I'm delighted  u got the benefit but it makes me think how  insane the system is
that they paid  housing if u already had a house!



The reason must be because of this clause (see the "under certain circumstances" ) - perhaps u recently acquired the property (any this only gives u 26 weeks)? This doesn't apply in my case.



> *
> *Property you own but do not occupy  [HB Sch 6, HB(SPC) Sch 6; CTB Sch 5, CTB(SPC) Sch 4] The value of this property is counted as capital but you may be able to get HB/CTB even if the value of the property means that your savings are more than £16,000. This is because the value of the property may be ignored when your savings are worked out, in certain circumstances.
> *If the property is occupied by an elderly or disabled relative as their home*, its value is not taken into account for as long as it is so occupied.
> *If you have recently acquired the property* and you intend   to occupy it as your home, its value may not be counted for 26 weeks, or for a longer period if reasonable, from the date you acquired it.
> *If you are trying to sell the property*, its value may not be counted for the first 26 weeks after you start doing this. It may not be counted for longer than this if you are finding it difficult to sell the property.



However there does seem to be a clause here about if u are a student with a second home they can pay u housing for the first one - perhaps this is what u got but it only applies for a month

Anyway right now I don't think I have any capital in my house as the mortgage is probably very close to what I would get for it so perhaps it won't count as the means tested benefit capital...


----------



## samanthajane (27 Feb 2009)

ok everything you just posted i have no idea what any of it means lol i'm so sorry!!!! from what i did manage to kind of understand. I purchased the property 3 years ago with my ex partner he still lives in the house. I wouldn't call 3 years recently. And all of this i dont think makes any difference anyway..... i was never asked for any information or documents about the house, insane i think your totally right.
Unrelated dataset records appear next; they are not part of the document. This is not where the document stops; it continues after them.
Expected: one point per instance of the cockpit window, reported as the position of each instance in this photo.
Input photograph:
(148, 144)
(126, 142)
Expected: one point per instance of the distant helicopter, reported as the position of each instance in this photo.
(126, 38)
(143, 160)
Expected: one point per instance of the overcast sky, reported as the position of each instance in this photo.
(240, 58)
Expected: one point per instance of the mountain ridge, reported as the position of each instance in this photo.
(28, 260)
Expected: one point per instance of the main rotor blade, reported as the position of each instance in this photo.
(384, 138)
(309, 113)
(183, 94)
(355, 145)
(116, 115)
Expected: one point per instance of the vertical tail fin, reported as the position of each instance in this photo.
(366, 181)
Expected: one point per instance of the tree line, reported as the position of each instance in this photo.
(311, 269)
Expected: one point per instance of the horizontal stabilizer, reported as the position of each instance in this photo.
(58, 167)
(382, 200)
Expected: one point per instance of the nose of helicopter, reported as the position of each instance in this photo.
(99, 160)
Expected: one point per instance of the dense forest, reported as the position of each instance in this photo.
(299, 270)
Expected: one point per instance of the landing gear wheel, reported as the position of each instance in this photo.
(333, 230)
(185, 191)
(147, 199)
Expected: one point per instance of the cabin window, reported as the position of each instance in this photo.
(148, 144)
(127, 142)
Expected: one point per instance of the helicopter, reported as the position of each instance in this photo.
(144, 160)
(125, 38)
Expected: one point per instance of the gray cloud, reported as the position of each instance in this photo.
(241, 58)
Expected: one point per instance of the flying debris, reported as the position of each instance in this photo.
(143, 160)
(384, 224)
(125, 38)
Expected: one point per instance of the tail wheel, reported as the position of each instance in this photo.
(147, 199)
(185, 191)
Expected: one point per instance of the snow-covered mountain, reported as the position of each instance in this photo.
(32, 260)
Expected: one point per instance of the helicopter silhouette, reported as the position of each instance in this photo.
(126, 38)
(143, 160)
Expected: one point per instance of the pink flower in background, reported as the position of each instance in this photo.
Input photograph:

They didn't even ask me about property i offered the information to them, ( i thought myself that owning a property in ireland would effect me getting housing benefit in england) and nothing was said about it and i've never been asked anything else about it. I dont know what to say to you it just doesn't seem fair at all. If you had loads of capital in you house i could understand them saying that you could sell/remortgage to gain funds but you dont. What do they expect you to live off....thin air??? And i dont want to rub salt into the wound but when my mum was signed off work the house she owned in england she had nearly paid for. She only had 6 years left of her mortgage, now she didn't tell them this cause they didn't ask but still they knew she had a property in england that was being rented out. 
This was a few years ago maybe things have changed or they have started asking more questions i dont know. I know you said you didn't want to withhold any information and be dihonest.........but is it being dishonest if they dont ask???? You have to look after yourself.


----------